韓国、「検事の直接捜査」70年ぶり廃止へ…野党「大統領は拒否権の行使を」
与党「共に民主党」が31日、国会本会議で検事の補完捜査権を全面廃止する刑事訴訟法(刑訴法)改正案を処理した。1954年の刑訴法制定以来70年以上続いてきた司法体系が新たな局面を迎えることになった。
この日の採決の結果、刑事訴訟法改正案は在席議員178人のうち賛成175人、反対2人、棄権1人で可決された。郭相彦(クァク・サンオン)民主党議員と李妵硏(イ・ジュヨン)改革新党議員が反対し、李素永(イ・ソヨン)民主党議員は棄権票を投じた。国民の力は採決に参加しなかった。
趙正苾(チョ・ジョンシク)国会議長は前日午後3時57分、国会本会議に刑訴法改正案を上程した。これに対し朱豪英(チュ・ホヨン)国民の力議員は午後4時5分、フィリバスター(無制限討論)の最初の討論者として登壇した。

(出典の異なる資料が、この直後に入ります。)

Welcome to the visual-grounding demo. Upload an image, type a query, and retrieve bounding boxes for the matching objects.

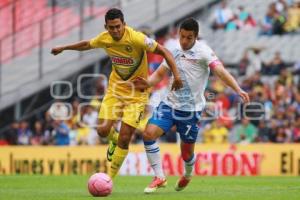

しかし民主党は24時間が経過した時点の同日午後4時6分、これを強制終了させた。在籍183人のうち183人全員がフィリバスター終了に賛成した。国会法に基づきフィリバスターは24時間が経過すれば在籍(299人)の5分の3(180人)以上の賛成で強制終了することができる。
刑訴法改正案は補完捜査を含む検事の直接捜査を全面禁止し、補完捜査の要求のみを可能にした点が核心だ。警察は1カ月以内に補完捜査を終えなければならず、その結果を検事に通知しなければならない。捜査期間は必要に応じて最大1カ月延長できる。また、捜査過程におけるすべての資料を刑事司法情報システム(KICS)に記録することにした。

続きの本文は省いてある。